Saturday 3 February 2024

Bomb Rush Cyberfunk Review

I never played Jet Set Radio and I really think I should've because it felt like in order to full appreciate this game, I need to have an established connection to it. I played Bomb Rush Cyberfunk because I thought it would get me into this kind of game and well, not really. I don't think this game is outright terrible and I was able to get to the end after all but at the same time, I haven't played a game in such a long time that I geniunely wanted to give up playing at multiple points.

Anyways I'll start with what I liked, the game oozes style and is great to look at, the characters look vibrant and can be pretty expressive, the animations can look great both during cutscenes and gameplay. The fact that there is enough plot to get me through the game was nice, since my big issue with Tony Hawk Pro Skater games is the lack of plot and how much of the game's challenges can feel meaningless as a result. I do wish there was more voice acting but what is here is impressive from a presentation standpoint.

The game also has a very forgiving checkpoint system and for the most part isn't too hard to the point where I wanted to drop it. The Pyramid Island section and the DJ Cyber boss fight especially made me want to quit but I held on since the game never overly punished me upon dying. The music at times can be pretty good but it can also get infuriating to listen to after a certain point since the game to me can get very one note and the lack of different tracks especially that you have to find in the overworld only adds to that. Either there should've been more tracks composed without finding or just make generic ambient techno music.

Might as well get to the parts I am lukewarm on and wasn't big on. Like I said before, the game can get very one note, the game feels way too long, there's 5 boroughs when really there should've been 3-4 especially when the game reuses objectives and ideas so excessively

Every BRC chapter plays out like this, you tag some areas with graffiti, then challenge some of your rival gangs to do some platforming challengings or points battles, then fight a boss, fight the cops, get into a crew battle, then do a dream level, some of these will get mixed around but it plays out like I described. BRC loses steam pretty fast which is why there should've been 1 borough cut out since the game can get repetitive and not enough new is thrown to make the moment to moment gameplay interesting. If you enjoy this style of platforming then is probably going to be fine for you but this leads to my next issue:

The moment to moment platforming especially when the game forces you to be precise can make the game utterly infuriating to play. BRC in certain levels requires you to be more precise than a lot of 3D platformers. They are kind if something like OlliOllie World was made in 3D and while this sounds great on paper, in practice it leads to a lot of trial and error, for example there are moments where I jump and either there is a 50-50 chance I make the jump or fall to my death, half the time, I had so many problems just trying and hoping I can align my jumps right so I can land and not fall to my death. The dream levels are especially like this as well as Pyramid Island. Which requires a lot of precision platforming. A solution to this and this might be scoffed at is to have the grind magnetism be more forgiving and requires the player to be less precise and have it be less of a game of moving the left analog stick left and right and be a guessing game if you are going to make the grind or not. If your health didn't rengen after you fail a jump as well as the forgiving the checkpoint system, I would've dropped the game sooner.

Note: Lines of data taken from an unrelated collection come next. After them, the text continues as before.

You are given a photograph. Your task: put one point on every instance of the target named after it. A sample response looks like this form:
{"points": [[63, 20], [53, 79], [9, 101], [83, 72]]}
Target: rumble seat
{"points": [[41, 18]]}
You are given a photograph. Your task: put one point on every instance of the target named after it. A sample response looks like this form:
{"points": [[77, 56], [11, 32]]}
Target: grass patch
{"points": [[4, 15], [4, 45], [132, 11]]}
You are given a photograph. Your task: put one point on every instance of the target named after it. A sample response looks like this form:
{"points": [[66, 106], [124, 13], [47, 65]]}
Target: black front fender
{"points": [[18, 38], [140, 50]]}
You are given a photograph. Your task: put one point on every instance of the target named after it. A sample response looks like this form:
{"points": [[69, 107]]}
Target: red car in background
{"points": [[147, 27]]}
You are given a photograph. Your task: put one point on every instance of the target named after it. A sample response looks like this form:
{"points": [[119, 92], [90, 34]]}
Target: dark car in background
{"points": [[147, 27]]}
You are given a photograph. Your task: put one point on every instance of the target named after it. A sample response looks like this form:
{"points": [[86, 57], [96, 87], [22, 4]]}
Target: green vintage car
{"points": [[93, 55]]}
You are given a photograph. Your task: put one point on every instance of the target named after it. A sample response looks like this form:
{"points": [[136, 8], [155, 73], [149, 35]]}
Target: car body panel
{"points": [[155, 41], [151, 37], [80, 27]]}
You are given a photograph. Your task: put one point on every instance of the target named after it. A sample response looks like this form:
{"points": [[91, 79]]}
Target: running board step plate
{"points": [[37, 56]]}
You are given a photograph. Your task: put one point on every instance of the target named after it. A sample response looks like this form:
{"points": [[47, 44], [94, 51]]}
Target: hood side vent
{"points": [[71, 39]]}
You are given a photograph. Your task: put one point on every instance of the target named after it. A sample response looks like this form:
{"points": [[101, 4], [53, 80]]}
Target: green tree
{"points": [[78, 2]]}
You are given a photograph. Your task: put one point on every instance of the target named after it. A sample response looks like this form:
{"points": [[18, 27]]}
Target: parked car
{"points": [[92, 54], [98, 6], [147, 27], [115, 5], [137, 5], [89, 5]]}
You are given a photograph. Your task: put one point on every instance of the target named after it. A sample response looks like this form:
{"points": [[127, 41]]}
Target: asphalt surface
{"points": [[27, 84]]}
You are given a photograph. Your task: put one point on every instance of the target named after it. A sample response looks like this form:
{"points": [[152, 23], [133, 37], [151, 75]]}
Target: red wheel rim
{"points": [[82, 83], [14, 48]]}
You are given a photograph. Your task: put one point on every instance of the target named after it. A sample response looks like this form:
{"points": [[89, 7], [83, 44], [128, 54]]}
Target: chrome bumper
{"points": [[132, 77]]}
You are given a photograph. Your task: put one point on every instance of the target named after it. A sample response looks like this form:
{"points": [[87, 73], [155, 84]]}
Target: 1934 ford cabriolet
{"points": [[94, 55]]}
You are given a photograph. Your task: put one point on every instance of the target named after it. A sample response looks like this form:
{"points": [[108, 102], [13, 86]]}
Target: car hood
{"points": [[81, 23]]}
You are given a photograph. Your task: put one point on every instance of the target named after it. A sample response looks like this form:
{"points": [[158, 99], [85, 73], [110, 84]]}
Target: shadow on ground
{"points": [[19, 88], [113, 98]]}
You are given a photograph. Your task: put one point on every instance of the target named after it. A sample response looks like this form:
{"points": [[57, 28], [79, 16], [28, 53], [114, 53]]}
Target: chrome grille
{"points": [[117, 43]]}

Combat isn't very good either but at the same time, it's mostly easy and the regen health helps make it easier all though the police and combat could've been better like for example, why not grinding have you be harder to hit or build up a shield? Being good at grinding and chaining up points makes fighting the authorties easier or gives you more means to dispatch or avoid them. Felt like a missed opportunity.

Overall, BRC was a game I wanted to enjoy much more than I did, while it isn't terrible by any means, I wanted it to be good enough that I wanted to check out the Jet Set series but instead, I kind of don't even want to touch them now. Playing this game is an uphill battle if you never had an attachment towards Jet Set.